The sky continues to fall at Groupon (GRPN -9.62%). Shares of the leading group-buying website operator were among last week's biggest losers, plunging 26% after putting out another unappetizing quarterly report.

Revenue clocked in at $713.6 million for the third quarter, essentially flat with the $714.3 million it rang up a year earlier. An 11% surge in North America was offset by an international decline. Back out the unfavorable currency swings and adjusted revenue would have inched 7% higher, but the market's not happy. Wall Street expected $732.7 million on the top line. 

The market also wasn't impressed to hear that COO Rich Williams was tapped as its new CEO last week. Some on Wall Street may have been holding out for a glitzier helmsman, but Groupon's board voted unanimously to send the four-year Groupon exec to the top of the corporate chart.

Image source: Groupon.  

Groupon's adjusted profit of $0.05 a share did top the $0.02 a share that analysts were expecting, but the former dot-com darling's outlook for the seasonally potent holiday quarter calls for roughly breakeven results. Those same Wall Street pros were forecasting net income of $0.07 a share for the new quarter.

The present is a pretty blurry space for Groupon. Williams recognizes that his company needs to invest in customer acquisition, something that will eat away at the bottom line in the near term. He also realizes that Groupon needs to continue to scale back overseas and devote its Groupon Goods platform to higher-margin merchandise.

It's the right strategy, but it's going to create a rough transition where the bottom line takes a hit before the top line can take off.
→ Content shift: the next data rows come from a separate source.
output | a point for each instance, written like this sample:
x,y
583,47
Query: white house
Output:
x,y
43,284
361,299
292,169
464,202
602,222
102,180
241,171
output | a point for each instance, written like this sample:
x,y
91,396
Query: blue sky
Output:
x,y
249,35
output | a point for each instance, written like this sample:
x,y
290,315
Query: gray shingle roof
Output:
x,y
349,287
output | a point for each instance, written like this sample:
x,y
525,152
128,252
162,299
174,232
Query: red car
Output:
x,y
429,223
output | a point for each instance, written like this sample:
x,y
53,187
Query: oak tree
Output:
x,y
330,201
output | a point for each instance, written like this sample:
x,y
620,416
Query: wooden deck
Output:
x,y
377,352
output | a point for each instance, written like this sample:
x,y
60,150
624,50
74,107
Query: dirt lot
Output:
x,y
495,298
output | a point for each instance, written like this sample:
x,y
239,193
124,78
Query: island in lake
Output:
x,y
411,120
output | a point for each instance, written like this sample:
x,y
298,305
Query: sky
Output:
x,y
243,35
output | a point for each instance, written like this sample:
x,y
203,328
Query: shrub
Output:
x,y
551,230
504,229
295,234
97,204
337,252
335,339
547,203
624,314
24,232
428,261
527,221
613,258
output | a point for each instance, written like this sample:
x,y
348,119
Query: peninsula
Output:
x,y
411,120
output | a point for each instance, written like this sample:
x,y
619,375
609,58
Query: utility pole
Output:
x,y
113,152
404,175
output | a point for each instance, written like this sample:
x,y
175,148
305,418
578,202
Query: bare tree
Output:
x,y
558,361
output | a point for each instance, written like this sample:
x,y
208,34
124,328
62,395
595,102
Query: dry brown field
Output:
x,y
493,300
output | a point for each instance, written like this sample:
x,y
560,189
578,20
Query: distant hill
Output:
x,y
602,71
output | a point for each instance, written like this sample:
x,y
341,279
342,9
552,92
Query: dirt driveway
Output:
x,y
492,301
Groupon's targeting $815 million to $865 million in revenue for the holiday quarter, well below last year's $925.4 million tally. 

This has been a forgettable year for Groupon. It has backed out of several international markets. There have been layoffs. It's been an equally forgettable year for Groupon investors. The stock has shed more than two-thirds of its value through 2015, hitting another 52-week low earlier today. If the shares break below $2.60, it would be a new all-time low, and an embarrassing stock chart for a company that went public at $20 in a ball of hype four years ago. 

If there's a silver lining in the crummy price action, it's that bears are starting to move on. There were a record 89 million shares of Groupon sold short as of mid-August, but that has dropped down to fewer than 69 million shares two months later.   

Groupon isn't going away. It still has a cash-rich balance sheet with nearly $1 billion in cash and cash equivalents. Gross bookings continue to remain positive in North America, but let's see how the holiday quarter plays out before calling the stock's fresh lows a buying opportunity. The stock is trading this low because Groupon has a lot to prove.